Kuliah dan Tidak Kuliah

Kalau soal ditanya kowe kerja apa? Saya pernah dua kali ditanya begini:

"GTL, berapa gaji loe sekarang?"

Pertanyaan itu pertama dilontarkan sekitar Februari 1985, kedua dilontarkan pada Mei 1989. Berikut ceritanya:

1979, saat lulus SMA dan setelah penerimaan universitas. Satu dari sepuluh top rank lulusan SMA, ada yang tidak diterima di universitas manapun, dia ngedumel, ngomel, mengeluh mengapa dia yang tidak kalah pintar dengan kami-kami yang dapat kuliah tidak diterima dimana-mana, padahal sudah pakai nama Indonesia, sementara ada tiga diantara kami masih pakai nama Chinese tapi diterima di Unpar, Ukrida, dan Akademi Akuntansi

Dia lalu membantu kakaknya dari service mesin tik,  lalu saat industry personal computer dimulai, mereka mulai terjun jual computer, lalu berkembang hebat, malah super hebat.
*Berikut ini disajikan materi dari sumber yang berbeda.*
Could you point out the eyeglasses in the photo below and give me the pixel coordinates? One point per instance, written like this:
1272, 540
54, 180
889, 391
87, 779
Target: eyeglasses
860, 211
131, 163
Setelah lulus S1 sekitar 5 bulan, Februari 1985, saya ke rumah sang teman, dimana dia jual computer, saya beli computer Apple 2e, hasil kerja 5 bulan dan sedikit tabungan saat memberi les anak-anak SMP/SMA di Bandung sewaktu kuliah. Saya ingat harganya sekitar Rp. 1.3 juta. Saat itu saya ditanya: "Gaji loe berapa GTL?" Saya jawab cuma Rp. 330ribu. Side track sedikit, baru beli sekitar 3 bulan itu Apple 2e yang cuma 16kB RAM, keluar IBM computer yagn RAM nya 64 kB, saya kecewa banget, beli computer dengan memaksa diri menghabiskan seluruh tabungan, eh, beru 3 bulan sudah ketinggalan.

1987 saya kuliah S2 di AIT, Thailand, cuma bisa Wordstar, bahkan VisiCalc (spreadsheet masa itu) saya tidak bisa pakai, juga Lotus 123 tidak bisa pakai, Akibatnya semester pertama di AIT, saya kewalahan, padahal sudah Belajar sampai nangis-nangis dan sampai cuma tidur 3-4 jam sehari. Dan dalam 3 bulan kehilangan berat badan 5 kg. Bahkan kalah prestasi dengan anak Srilanka, perempuan yang lebih muda.

Nah, menyadari kalau mau maju harus punya computer pribadi, maka lulus AIT, sebulan kemudian Mei 1989, saya kembali ke rumah sang teman, yang saat itu sudah luar biasa maju. Rumah dia yang tadinya hanya kecil satu rumah, di suatu area gang buntu di Mangga Besar, saat Mei 1989 itu seluruh rumah di barisan gang buntu itu yang kalau gak salah ada sekitar 8-10 rumah, semua  sudah milik dia dan kakaknya berdua, plus dua toko di bilangan Pinangsia. Saat itu saya memutuskan beli laptop dari dia. Eh..... pertanyaan yang kembali muncul adalah:

"Berapa gaji loe sekarang?" Saya jawab jauh lah, cuma Rp. 1.25juta. Pasti jauh dengan omset loe. Saya lalu tanya balik berapa penghasilan dia. Dia bilang sesial-sialnya tiap bulan nett Rp. 60juta.

Beberapa tahun kemudian? Jelas dari segi ekonomi kami yang professional  bukan saja kalah jauh dari dia, tetapi praktis kalah jauh dibanding dengan teman-teman yang setelah lulus SMA langsung kerja dan lalu terjun ke dunia bisnis.

 Nah.....Moral of the story, ....

Orang sekolah tinggi tidak menjamin sukses besar dan kaya raya dari segi ekonomi. Namun tidak perlu berkecil hati, sukses seseorang tidak dan jangan hanya dinilai dari harta yang dimilikinya.

Dengan tetap belajar beretika dan benar-benar menjaga professionalism, kita juga bisa hidup  berkecukupan dan menolong sesama serta berkontribusi di masyarakat.

Ingat juga tanpa insinyur, tanpa orang teknik macam kita-kita ini, mereka punya duit juga praktis tidak bisa hidup enak. Memangnya tanpa enjinir akan ada mobil, akan ada rolex, akan ada gedung pencakar langit?

So, engineer, be proud of ourselves and our  profession. Berbanggalah dengan profesi kita masing-masing.